There’s something about getting your hair cut surrounded by familiar friendly faces that has a real healing quality about it. I’ve never been so grateful for having something as simple as a local salon to go to. Denise, thank you for cutting Ana’s hair. It was so very hard for her to let that last little bit go, but your calm reassurance made it as painless as possible. Now maybe I can plan to get MY hair cut pretty soon.
And speaking of local community support. Thanks to Mike, the manager at Adam’s in Lake Katrine, and to those who shop there and contributed money towards Ana’s health expenses. I stopped by there today and Mike handed me a check which will help cover some of our insurance deductible for the year. The community really came together to help us – once again. I’m beginning to understand that quote, “It takes a village…”

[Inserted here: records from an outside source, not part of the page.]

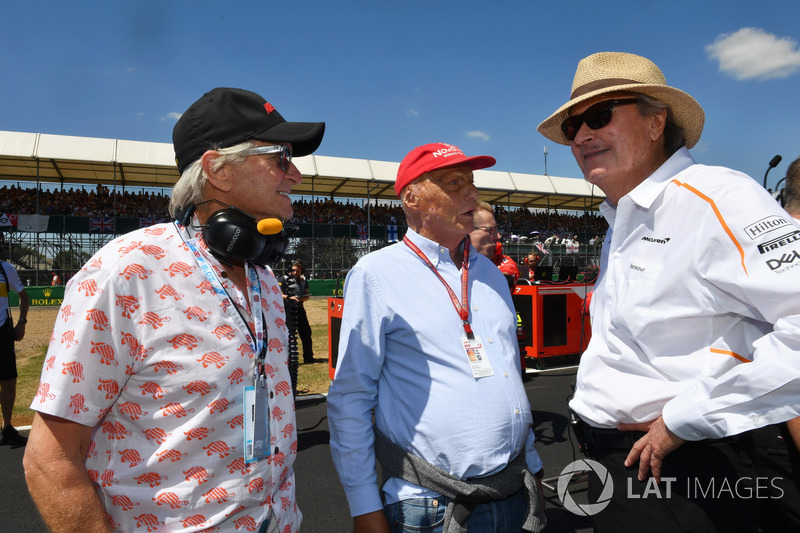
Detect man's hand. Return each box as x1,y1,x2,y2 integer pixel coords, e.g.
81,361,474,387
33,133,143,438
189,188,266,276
14,322,25,342
353,511,390,533
617,416,686,483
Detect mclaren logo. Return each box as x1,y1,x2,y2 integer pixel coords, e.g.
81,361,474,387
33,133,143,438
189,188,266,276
758,230,800,254
642,237,669,244
744,215,790,241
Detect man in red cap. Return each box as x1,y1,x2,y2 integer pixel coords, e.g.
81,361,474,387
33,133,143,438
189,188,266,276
328,143,545,532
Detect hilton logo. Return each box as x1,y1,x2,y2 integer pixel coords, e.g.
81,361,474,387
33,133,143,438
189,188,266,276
744,215,789,241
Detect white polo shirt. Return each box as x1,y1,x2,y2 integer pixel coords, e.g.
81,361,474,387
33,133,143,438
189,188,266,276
570,148,800,440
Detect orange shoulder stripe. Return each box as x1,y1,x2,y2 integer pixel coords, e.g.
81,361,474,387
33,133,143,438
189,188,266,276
673,180,750,276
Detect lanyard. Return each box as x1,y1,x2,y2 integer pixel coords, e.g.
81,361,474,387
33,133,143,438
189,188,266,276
403,235,475,340
175,222,267,387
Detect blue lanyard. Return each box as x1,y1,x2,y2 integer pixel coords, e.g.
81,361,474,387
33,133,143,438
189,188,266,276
175,222,267,387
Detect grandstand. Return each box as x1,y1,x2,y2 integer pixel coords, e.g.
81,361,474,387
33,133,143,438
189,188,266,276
0,131,605,285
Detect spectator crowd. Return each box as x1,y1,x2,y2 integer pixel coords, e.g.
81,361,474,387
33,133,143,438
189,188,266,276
0,185,608,236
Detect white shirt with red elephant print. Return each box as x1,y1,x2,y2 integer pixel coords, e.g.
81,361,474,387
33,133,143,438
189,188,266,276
31,224,302,533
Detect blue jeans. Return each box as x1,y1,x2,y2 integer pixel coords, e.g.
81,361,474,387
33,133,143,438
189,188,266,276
383,491,528,533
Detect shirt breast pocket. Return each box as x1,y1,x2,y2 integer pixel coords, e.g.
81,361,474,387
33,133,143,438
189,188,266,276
610,262,663,336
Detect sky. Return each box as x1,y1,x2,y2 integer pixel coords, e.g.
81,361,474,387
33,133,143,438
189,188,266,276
0,0,800,191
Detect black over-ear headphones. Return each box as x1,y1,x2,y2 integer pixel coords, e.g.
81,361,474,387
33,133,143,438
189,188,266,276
176,200,299,267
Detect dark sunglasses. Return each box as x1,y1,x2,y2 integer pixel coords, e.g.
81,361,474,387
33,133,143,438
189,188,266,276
561,98,639,142
244,144,292,172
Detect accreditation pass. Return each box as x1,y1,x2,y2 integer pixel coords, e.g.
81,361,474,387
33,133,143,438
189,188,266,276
242,386,270,463
461,337,494,379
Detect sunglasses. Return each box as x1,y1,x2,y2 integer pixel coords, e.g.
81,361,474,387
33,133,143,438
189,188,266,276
243,144,292,172
561,98,639,142
475,226,497,235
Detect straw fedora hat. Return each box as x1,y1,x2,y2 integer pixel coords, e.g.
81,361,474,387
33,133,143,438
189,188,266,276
537,52,705,148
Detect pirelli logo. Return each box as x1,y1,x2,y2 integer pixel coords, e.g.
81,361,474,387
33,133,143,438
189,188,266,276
744,215,791,241
758,230,800,254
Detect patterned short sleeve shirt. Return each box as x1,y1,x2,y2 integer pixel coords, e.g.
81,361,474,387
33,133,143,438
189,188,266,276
31,224,301,533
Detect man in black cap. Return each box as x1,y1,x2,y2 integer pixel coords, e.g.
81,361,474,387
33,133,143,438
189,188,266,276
24,88,325,532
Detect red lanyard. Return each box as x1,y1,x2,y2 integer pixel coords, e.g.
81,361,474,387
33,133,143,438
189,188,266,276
403,235,475,340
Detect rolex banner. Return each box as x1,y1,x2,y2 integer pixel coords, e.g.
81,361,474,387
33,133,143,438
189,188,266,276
8,285,64,307
17,215,50,233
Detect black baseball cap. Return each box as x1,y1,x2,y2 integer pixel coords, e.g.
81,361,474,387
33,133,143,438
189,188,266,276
172,87,325,172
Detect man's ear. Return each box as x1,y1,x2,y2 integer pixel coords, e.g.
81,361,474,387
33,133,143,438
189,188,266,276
400,182,419,208
200,150,233,192
649,109,667,142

Lately I’ve been wondering how long I should keep updating the blog. I mean, Ana’s on the mend and will hopefully be getting better each month. I said that to someone at a dinner party the other day and she said, “You’ll know when it’s time to stop writing.” I don’t feel like it’s time just yet. I’m still trying to grasp where we are in the midst of this journey – and what it will mean for all of us, especially Ana. Sometimes I cry because it’s all so overwhelming and for things that seem inexplicable – like today when I saw a picture of Ana and Emily from a couple of years ago. It just made me think, “Wow, she was so healthy. We were so lucky!” And then I got choked up, and then I got mad at myself for giving in to self pity. Sometimes I just feel angry. When I see the surgical site and the bruises that are still fading all over Ana’s body, I think, “Why Ana?”
There’s no real answer to that. I know that. There’s only acceptance, which I’m working towards. But I’m not there yet, so I have to keep writing.